El «he ganado las elecciones» se ha convertido en argumento decisivo para no escuchar opiniones que no sean las de los ‘allegados’, ni abrirse a otras propuestas. Obsesionados por la reelección, por establecerse, en complicidad con unas urnas que tragan papeletas en las que poco hemos podido intervenir -ni siquiera se nos da la opción de decidir el orden de los candidatos-, caminan como autómatas, aunque nos acosen el miedo a los ‘menores’ violentos, la brutalidad de algunos inmigrantes, la amenaza del ‘mobbing’, las grúas de la codicia, la ostentación, el despilfarro, los encumbrados precios o el IPC más agresivo.
La política ha propiciado clientelismo, negocios familiares, nóminas millonarias, excesiva porcentualidad y escasa linealidad, y ha favorecido que el carné y el sindicato puedan ocupar puestos de alta responsabilidad y remuneración -lo que sería imposible en una situación de normalidad-, destrozando aquella ilusión de la igualdad de oportunidades. La política, obedeciendo el dictado de elites que controlan y exigen «pasividad», ha fomentado ventas de ‘primogenituras’ por ‘platos de lentejas’, hiriendo de muerte libertades, hoy sumisas. Mussolini dijo en una entrevista: «Puede salirse de una tienda de campaña para entrar en un palacio, si está uno dispuesto, en caso de necesidad, a volverse a su tienda». Olvidándose del autor, no está nada mal la reflexión.

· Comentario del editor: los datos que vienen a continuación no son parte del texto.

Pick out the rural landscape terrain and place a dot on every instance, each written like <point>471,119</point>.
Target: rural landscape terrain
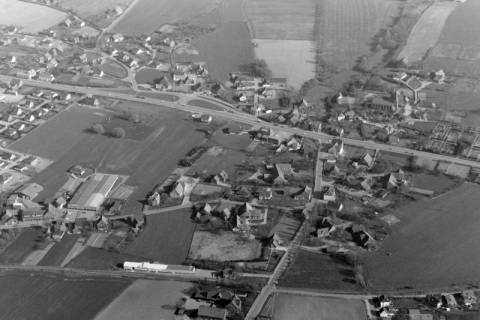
<point>239,159</point>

Cuando se afirmó en 1990 que la información «es sobre todo un negocio», se denunció «la muerte del periodismo» a causa del nuevo dominio de los medios de comunicación -que ya no serían el ‘cuarto’ poder sino el ‘segundo’- y a «una especie de sida de la información: el derrumbe de un sistema inmunológico en relación a las presiones externas».
Las radiografías hablan por sí solas. El diagnóstico no admite dudas. Sólo falta el remedio, que, por lo que vemos, tarda en llegar, en estos tiempos obsesionados con el lucro y la pura rentabilidad, que animan a gobernar como dueños en vez de administradores. La fiebre fue ignorada pues no interesaba eliminar la causa. Ahora, con unas aspirinas de imagen y la ayuda de una frágil memoria, se pretende curar una enfermedad que exige cirugía profunda, porque, de lo contrario, seguiremos en esta comedia de hablar por lo bajo y dejar que pase la vida, y que la vida pase de nosotros, aunque sea cebándonos. J. Starobinski afirma que «justicia, libertad y moralidad no acompañan a la acumulación de bienes y el complejo desarrollo de leyes e instituciones publicas».
MacIntyre señala a los «manipuladores profesionales de la opinión pública» y los hace responsables en grado elevado de la situación de desencanto y atonía que se vive, por lo que «los electores no sabiendo hacia dónde volverse, sustituyen un conjunto de políticos charlatanes por otro». Y es que, según dice el citado filósofo, «lo que constituye el triunfo de la vida se reduce a la adquisición exitosa de bienes de consumo», caldo de cultivo para un liberalismo domesticador y disolvente de nobles aspiraciones.
Es hora de reformas, pues no somos «meros números en las votaciones», según dijera Fernando Morán.